He grinds his teeth in frustration. "By the Hogwarts Express, of course."

"I don't suppose you ever visit the loo?" she queries politely, and Blaise wants to scream.

"YES!" he whispers harshly. "Stop trying to ignore the obvious, it's-"

"So you listen to a Muggle invention," she breaks in, stabbing the air in his general direction. "You come to Hogwarts on a Muggle vehicle, and you use a very, very Muggle way to relieve yourself." She smirks in a manner so reminiscent of Malfoy. "And yet you act as if Muggles- and their magical offspring- are less than the Wizarding World, when Muggles have brought you some of the most basic things in your life."

"They run off magic," he says, choosing to ignore her point. "They're magical. Muggleborns don't bring us anything but problems. Your kind can't possibly understand what it's like to be raised as a wizard, you couldn't possibly raise your child like a witch, and-"
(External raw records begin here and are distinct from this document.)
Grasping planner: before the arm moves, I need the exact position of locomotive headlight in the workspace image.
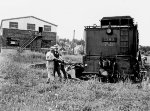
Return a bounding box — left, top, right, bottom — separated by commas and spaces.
84, 64, 87, 67
106, 29, 112, 34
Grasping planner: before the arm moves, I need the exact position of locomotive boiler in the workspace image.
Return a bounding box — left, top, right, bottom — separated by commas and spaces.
82, 16, 140, 81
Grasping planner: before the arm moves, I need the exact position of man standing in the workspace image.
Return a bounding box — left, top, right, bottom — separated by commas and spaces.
46, 47, 55, 83
54, 46, 62, 79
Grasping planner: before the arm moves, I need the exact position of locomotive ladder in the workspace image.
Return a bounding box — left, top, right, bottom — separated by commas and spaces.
120, 29, 129, 54
18, 35, 39, 52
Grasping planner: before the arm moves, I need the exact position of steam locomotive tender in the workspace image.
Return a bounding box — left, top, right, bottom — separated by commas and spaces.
82, 16, 140, 82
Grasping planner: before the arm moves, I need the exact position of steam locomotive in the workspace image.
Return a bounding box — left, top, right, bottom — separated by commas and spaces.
76, 16, 141, 82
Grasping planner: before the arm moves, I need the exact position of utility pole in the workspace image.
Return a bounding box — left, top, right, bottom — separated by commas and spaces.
72, 30, 75, 55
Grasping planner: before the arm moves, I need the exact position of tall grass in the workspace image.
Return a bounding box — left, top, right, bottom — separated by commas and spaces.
0, 49, 150, 111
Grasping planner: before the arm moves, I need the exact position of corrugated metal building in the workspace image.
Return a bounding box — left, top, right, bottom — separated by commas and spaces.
0, 16, 57, 50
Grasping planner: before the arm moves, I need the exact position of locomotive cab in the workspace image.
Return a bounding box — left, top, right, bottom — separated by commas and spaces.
83, 16, 139, 81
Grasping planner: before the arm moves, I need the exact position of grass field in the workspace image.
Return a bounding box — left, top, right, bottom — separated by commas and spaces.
0, 51, 150, 111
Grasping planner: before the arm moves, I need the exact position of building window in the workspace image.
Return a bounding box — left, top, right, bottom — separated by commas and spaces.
27, 24, 35, 30
9, 22, 18, 29
44, 25, 51, 32
7, 37, 19, 46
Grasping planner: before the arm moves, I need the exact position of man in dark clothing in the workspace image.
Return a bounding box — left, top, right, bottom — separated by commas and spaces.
54, 48, 62, 79
54, 47, 67, 79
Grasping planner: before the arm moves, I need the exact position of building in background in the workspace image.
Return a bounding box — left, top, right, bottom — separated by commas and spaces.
0, 16, 57, 50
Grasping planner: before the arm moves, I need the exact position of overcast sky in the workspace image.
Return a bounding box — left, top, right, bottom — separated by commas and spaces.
0, 0, 150, 46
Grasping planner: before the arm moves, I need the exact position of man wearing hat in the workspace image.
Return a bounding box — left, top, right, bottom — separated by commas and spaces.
54, 45, 67, 79
46, 47, 56, 83
54, 45, 62, 79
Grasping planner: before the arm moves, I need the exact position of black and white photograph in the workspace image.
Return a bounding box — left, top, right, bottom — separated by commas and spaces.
0, 0, 150, 111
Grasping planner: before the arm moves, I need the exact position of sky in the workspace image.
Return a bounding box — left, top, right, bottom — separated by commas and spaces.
0, 0, 150, 46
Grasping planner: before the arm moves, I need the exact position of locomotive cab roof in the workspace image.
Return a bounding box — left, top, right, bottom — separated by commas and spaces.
100, 16, 134, 26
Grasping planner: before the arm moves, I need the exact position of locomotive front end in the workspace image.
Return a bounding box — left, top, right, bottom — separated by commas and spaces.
83, 16, 139, 82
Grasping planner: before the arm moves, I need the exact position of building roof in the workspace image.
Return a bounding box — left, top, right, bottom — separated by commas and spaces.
2, 16, 57, 27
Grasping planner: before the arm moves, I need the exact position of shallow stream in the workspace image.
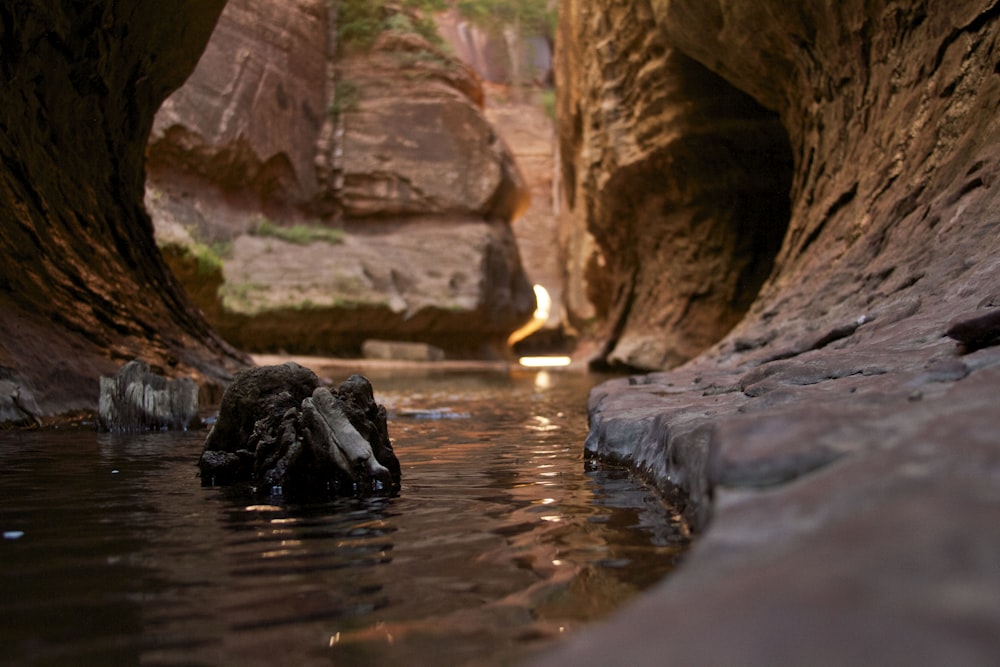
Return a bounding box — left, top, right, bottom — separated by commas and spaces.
0, 371, 686, 665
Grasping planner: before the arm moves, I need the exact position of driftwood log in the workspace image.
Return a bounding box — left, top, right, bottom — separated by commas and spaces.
198, 362, 400, 501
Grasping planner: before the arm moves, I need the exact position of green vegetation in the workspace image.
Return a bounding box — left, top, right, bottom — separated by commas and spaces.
329, 80, 361, 121
250, 218, 344, 245
455, 0, 557, 35
186, 241, 232, 276
337, 0, 448, 49
541, 88, 556, 120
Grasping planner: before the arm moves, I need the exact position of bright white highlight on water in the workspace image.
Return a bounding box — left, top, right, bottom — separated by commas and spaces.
518, 356, 572, 368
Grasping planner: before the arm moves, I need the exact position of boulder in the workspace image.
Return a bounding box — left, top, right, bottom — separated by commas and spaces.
97, 359, 198, 433
198, 362, 400, 502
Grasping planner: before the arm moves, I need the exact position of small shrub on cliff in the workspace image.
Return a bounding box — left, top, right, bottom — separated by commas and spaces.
250, 218, 344, 245
337, 0, 447, 49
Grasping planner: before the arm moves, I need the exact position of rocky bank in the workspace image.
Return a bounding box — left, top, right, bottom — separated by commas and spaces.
537, 0, 1000, 665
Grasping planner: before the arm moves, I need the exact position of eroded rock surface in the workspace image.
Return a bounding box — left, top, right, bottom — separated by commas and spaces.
0, 0, 248, 424
198, 362, 400, 501
556, 0, 792, 370
98, 359, 198, 433
146, 0, 534, 357
539, 0, 1000, 665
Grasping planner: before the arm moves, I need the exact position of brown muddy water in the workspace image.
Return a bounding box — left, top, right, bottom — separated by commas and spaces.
0, 371, 686, 665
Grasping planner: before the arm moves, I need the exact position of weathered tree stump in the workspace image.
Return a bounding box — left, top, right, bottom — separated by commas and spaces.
98, 359, 198, 432
198, 362, 400, 501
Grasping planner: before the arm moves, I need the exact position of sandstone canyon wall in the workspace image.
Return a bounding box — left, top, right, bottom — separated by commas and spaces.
0, 0, 246, 424
539, 0, 1000, 665
146, 0, 534, 357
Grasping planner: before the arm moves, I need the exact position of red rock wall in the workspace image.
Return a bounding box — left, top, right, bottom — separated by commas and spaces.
0, 0, 248, 422
559, 1, 1000, 368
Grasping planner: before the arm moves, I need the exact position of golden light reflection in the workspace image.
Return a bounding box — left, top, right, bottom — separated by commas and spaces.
507, 284, 552, 345
244, 505, 281, 512
517, 355, 573, 368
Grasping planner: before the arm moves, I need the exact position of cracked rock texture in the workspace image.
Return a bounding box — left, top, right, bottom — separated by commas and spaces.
146, 0, 535, 357
0, 0, 248, 425
537, 0, 1000, 665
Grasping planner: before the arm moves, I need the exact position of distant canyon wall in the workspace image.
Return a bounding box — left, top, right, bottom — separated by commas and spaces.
556, 0, 1000, 370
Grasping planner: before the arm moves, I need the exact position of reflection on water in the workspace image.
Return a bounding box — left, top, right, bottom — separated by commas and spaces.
0, 371, 685, 665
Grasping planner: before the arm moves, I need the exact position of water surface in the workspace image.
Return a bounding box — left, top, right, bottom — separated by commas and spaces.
0, 371, 686, 665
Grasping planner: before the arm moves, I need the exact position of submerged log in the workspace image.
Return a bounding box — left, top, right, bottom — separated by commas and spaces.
98, 359, 198, 432
198, 362, 400, 501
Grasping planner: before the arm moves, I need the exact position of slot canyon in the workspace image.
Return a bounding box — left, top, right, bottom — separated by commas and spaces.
0, 0, 1000, 665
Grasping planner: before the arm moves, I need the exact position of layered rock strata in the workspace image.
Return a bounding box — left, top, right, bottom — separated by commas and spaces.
0, 0, 247, 424
540, 0, 1000, 665
146, 0, 534, 356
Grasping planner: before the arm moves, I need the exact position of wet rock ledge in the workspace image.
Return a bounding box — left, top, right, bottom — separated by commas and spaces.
537, 0, 1000, 666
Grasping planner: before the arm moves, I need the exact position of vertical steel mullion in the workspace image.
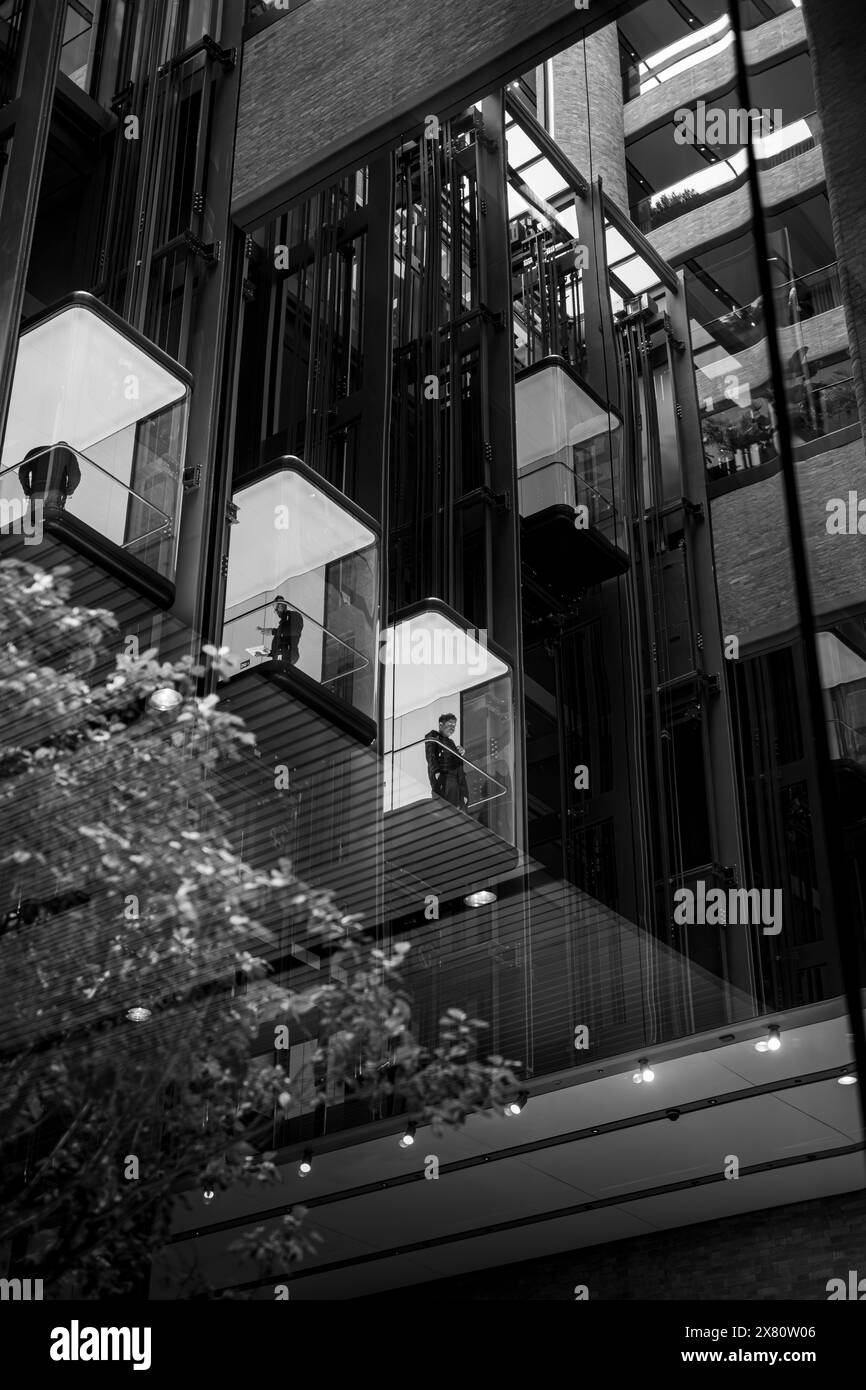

"You sound like a Death Eater," she says softly, "trying to rationalise an irrational fear and hatred."

"So what if I do?" he demands. "They have a point. Muggleborns and Muggles don't belong in the magical world. They're nothing like wizards and witches, don't know the culture, don't know anything about us! We have nothing in common with them."

He leans in closer, smiling maliciously.

"I'd be proud to be a Death Eater," he whispers in a low voice. "Proud to take up their cause, proud to cleanse the world of your filth and your kind, proud to eradicate anything remotely Muggle in our worl-" "You know," she snaps, interrupting him, "there's a group much like yours in the Muggle World, across the pond in the United States."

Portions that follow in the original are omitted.